5 minute read
Traveling this weekend, I realized there are gatekeepers of two types: those that are people, and those that are software. Both are everywhere, guarding our access to valuable assets and granting permission to those who are qualified. That TSA agent is a gatekeeper, and so is the software check that happens when she scans my passport. Either has the power to accept or deny my request to board my flight, and either result has myriad follow-on effects.
In that way, your company’s production development environment can be a lot like airport security. With the exception of the smallest startups and projects, every company has human and software gatekeepers controlling which changes can be shipped to production, when.

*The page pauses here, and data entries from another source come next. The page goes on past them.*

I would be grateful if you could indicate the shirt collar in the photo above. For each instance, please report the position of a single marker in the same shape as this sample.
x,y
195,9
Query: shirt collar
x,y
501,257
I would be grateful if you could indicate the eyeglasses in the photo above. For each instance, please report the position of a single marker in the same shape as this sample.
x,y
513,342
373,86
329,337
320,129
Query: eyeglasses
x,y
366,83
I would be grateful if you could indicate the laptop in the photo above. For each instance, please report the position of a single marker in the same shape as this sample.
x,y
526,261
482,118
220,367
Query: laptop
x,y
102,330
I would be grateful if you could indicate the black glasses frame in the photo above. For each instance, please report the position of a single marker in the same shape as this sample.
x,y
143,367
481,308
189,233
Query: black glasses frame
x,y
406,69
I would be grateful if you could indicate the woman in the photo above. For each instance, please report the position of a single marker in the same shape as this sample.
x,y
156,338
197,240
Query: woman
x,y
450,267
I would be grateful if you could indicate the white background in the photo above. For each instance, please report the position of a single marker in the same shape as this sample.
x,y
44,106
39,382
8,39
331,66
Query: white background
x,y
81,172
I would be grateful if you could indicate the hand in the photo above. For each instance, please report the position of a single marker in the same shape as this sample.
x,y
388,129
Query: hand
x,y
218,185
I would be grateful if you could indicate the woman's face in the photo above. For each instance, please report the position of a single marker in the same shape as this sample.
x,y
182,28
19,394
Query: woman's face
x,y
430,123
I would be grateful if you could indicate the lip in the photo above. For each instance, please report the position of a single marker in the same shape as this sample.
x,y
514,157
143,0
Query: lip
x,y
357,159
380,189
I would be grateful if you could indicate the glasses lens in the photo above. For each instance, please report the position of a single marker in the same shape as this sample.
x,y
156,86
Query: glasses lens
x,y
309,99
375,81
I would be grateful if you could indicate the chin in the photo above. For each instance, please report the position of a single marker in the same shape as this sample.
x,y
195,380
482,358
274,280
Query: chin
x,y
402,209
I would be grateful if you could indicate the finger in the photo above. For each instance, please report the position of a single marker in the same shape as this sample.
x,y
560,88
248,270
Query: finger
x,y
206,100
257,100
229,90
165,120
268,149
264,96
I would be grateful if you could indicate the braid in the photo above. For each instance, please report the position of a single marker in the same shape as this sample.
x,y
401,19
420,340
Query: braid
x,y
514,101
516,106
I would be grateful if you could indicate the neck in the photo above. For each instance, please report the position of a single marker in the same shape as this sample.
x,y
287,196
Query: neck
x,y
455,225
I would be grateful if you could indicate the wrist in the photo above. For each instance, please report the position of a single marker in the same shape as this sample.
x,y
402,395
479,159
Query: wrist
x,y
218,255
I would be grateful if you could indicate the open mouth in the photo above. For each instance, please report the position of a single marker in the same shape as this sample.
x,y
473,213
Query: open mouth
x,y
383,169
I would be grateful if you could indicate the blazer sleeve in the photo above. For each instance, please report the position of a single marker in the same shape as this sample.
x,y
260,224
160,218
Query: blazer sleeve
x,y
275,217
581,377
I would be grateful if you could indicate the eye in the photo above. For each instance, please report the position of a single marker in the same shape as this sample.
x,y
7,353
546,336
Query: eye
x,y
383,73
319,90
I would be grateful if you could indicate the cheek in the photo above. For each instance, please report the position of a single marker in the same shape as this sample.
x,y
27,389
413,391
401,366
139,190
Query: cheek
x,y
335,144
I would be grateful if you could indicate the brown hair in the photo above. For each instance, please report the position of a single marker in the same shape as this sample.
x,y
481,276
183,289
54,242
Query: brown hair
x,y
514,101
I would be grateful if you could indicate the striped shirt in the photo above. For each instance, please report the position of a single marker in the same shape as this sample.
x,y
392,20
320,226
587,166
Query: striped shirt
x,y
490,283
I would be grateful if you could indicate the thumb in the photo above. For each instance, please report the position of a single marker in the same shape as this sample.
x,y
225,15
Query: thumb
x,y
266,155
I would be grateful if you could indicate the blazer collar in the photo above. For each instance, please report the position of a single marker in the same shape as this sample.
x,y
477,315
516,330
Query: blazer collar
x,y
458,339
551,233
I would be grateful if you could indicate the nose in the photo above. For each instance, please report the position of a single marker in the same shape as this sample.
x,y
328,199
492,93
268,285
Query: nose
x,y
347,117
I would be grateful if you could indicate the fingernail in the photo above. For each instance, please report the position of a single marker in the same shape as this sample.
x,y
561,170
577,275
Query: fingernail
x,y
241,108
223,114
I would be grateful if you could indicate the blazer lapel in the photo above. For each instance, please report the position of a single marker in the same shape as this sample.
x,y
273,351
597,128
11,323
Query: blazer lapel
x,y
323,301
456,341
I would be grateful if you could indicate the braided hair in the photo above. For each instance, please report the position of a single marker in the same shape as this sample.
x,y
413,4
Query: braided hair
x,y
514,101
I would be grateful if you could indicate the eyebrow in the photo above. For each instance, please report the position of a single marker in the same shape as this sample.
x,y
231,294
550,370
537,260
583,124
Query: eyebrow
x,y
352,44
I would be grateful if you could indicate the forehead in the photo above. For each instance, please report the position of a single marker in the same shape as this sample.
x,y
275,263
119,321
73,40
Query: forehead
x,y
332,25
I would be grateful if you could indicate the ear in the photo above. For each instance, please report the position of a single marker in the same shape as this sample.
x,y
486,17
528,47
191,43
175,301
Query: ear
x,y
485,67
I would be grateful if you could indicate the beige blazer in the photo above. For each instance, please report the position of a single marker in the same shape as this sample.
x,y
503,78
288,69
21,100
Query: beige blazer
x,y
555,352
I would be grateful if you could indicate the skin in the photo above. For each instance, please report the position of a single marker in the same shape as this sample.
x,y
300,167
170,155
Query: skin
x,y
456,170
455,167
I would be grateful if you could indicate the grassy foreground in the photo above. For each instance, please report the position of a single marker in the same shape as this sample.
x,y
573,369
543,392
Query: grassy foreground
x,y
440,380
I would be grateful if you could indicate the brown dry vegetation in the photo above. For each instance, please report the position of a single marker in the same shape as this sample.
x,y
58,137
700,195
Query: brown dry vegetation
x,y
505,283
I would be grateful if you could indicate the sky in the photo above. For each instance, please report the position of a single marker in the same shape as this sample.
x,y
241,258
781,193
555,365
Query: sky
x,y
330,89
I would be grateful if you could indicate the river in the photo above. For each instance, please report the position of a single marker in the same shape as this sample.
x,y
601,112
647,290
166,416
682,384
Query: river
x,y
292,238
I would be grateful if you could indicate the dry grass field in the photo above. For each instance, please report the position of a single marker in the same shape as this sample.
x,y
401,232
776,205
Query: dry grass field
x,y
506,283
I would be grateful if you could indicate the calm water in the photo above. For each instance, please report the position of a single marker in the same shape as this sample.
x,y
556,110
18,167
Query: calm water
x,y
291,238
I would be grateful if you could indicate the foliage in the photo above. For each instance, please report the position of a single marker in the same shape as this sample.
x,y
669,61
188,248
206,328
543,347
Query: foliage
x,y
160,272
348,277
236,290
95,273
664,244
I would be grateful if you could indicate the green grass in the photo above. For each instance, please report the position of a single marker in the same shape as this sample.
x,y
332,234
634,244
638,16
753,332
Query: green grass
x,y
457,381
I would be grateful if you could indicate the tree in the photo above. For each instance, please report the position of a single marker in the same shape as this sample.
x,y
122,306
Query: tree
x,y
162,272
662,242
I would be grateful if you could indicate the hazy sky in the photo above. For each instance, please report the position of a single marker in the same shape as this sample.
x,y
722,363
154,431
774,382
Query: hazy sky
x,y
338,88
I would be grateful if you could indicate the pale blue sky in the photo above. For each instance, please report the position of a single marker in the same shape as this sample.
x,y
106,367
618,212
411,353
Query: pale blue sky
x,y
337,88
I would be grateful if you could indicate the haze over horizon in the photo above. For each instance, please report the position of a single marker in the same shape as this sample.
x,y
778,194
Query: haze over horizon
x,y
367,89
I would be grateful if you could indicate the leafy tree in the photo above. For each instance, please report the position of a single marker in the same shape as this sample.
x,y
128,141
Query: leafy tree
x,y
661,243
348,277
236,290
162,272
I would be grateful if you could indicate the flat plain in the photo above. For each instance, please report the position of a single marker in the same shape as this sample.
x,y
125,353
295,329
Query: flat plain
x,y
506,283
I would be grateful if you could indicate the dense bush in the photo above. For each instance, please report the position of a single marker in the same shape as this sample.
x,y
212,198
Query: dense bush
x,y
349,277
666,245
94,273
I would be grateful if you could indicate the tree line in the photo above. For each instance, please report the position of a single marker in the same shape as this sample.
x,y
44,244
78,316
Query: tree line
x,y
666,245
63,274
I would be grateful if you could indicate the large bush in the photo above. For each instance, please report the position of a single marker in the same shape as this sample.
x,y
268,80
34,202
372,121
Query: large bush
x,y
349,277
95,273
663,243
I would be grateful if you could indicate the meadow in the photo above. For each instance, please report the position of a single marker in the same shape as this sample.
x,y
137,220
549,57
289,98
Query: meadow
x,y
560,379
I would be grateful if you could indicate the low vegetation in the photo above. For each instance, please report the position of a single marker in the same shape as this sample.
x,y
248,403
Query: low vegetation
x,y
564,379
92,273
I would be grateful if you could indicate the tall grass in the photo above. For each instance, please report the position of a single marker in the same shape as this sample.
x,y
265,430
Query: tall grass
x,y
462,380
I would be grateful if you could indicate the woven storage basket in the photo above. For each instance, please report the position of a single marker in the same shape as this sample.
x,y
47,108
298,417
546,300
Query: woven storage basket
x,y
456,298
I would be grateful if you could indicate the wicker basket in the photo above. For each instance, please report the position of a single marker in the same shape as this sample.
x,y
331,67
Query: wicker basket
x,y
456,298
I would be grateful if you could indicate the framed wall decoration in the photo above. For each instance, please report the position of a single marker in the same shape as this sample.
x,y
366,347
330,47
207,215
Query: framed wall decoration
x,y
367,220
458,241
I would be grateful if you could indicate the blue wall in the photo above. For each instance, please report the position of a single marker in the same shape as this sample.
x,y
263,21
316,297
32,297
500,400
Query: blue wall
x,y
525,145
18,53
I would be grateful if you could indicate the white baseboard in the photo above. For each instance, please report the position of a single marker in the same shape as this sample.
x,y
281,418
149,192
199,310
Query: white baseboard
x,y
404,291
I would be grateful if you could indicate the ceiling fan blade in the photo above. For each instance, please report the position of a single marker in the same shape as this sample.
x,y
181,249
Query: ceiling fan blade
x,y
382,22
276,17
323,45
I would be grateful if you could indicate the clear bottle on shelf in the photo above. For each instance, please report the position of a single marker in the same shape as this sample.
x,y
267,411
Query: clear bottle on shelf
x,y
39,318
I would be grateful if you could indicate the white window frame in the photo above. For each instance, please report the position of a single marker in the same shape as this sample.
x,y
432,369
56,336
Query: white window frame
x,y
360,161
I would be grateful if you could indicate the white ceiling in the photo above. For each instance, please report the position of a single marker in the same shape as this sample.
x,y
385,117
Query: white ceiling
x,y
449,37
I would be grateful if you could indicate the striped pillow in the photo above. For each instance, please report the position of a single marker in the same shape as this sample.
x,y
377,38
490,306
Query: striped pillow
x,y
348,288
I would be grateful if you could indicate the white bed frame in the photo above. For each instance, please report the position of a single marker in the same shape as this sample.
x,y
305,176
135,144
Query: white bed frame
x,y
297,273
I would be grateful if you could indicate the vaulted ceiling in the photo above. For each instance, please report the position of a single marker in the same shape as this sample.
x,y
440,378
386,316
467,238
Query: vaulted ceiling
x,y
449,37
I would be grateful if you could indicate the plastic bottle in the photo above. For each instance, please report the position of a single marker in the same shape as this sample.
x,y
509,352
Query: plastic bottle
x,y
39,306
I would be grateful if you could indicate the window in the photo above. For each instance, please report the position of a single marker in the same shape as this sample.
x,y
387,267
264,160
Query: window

On the human side, instead of the TSA agent there’s the QA engineer. Our airport analogy is helpful because we’re all familiar with the flaws in human gatekeepers when confronted with too much traffic: long lines, missed flights, and frustrated travellers. In a software company a similar cascade can occur: long waits and fierce competition for QA resources, missed release deadlines, and a crawling product development cadence.
In the software world though, we have the opportunity to improve this process, through the use of automation and better software delivery techniques.
Making Better Use of QA than ‘Validating Releases’
Don’t get me wrong; QA engineers are incredibly important. Our first backend developer was a QA engineer. However, he takes on a different role at Split, acting not as a gatekeeper for feature development, but a creative engineer for customer experience quality. He’s able to do this because we rely on software to be our gatekeeper.
I first experienced this difference in human vs software gatekeeping during my time at LinkedIn. When I joined, software delivery was painfully slow; every release had to be certified by a large QA team. By the time I left, we were releasing software multiple times a day, with QA enabling releases instead of gatekeeping them.
From Branches to Flags
How did we achieve this transition? A fundamental change in the way we delivered software: moving from feature branching to feature flagging (also known as feature toggles, feature switches, or feature flippers).
Feature branching is the idea that every feature be developed on its own long-lived branch. We call this branch ‘long lived’, because it exists for the entire lifecycle of the feature’s development and isn’t merged into main/trunk until QA has validated the finished branch in an integration environment. The whole process can take weeks or months, and after it’s merged back in the QA team still has to validate the entire release in a staging environment before the trunk is promoted to production. Only at this point is the feature live for customers.
The biggest benefit of this approach is its allowance for isolated development. This isolation comes at a steep cost though: competition for QA resources among developers and delayed integration dramatically slows down your software delivery cadence.
The alternative is feature flags: features built on ‘short-lived’ branches. These branches are merged daily into the trunk, which is then periodically deployed to production; your feature is technically in production within days of starting development, even if it’s unfinished. The key is that the feature is behind a flag, which controls access to it for each user—a software gatekeeper. By changing the flag’s configuration, you can make the feature inaccessible to every customer (also known as a dark launch), make it available to internal employees, grant access to beta customers when the time is right, or randomly deliver it to a percentage of your customers to test it out.
By releasing your features early, targeted to only the right groups of people, you can gain valuable feedback and iterate quickly on it, resulting in more productive development, or even just abandoning ideas that don’t seem to be working out before they drain more of your resources.
Enabling Experience-focused QA
In this model, the feature flag does the gatekeeping, not the QA team. If a problem happens, the feature can be turned off via the flag. This leaves the QA team to instead focus on building automation software to detect problems, software that can continually be running checks to ensure your customers are receiving the best possible experience. That’s what our QA organization spends time on here at Split.
All of this doesn’t mean that feature flags are a panacea—some changes will never be appropriate for flagging, like backward-incompatible database schema changes. For those, branching is still a valuable and useful approach. But for most discrete features being developed in software today, feature flags offer an unprecedented opportunity for precise control with a much greater speed of development, for individual engineers and the entire team.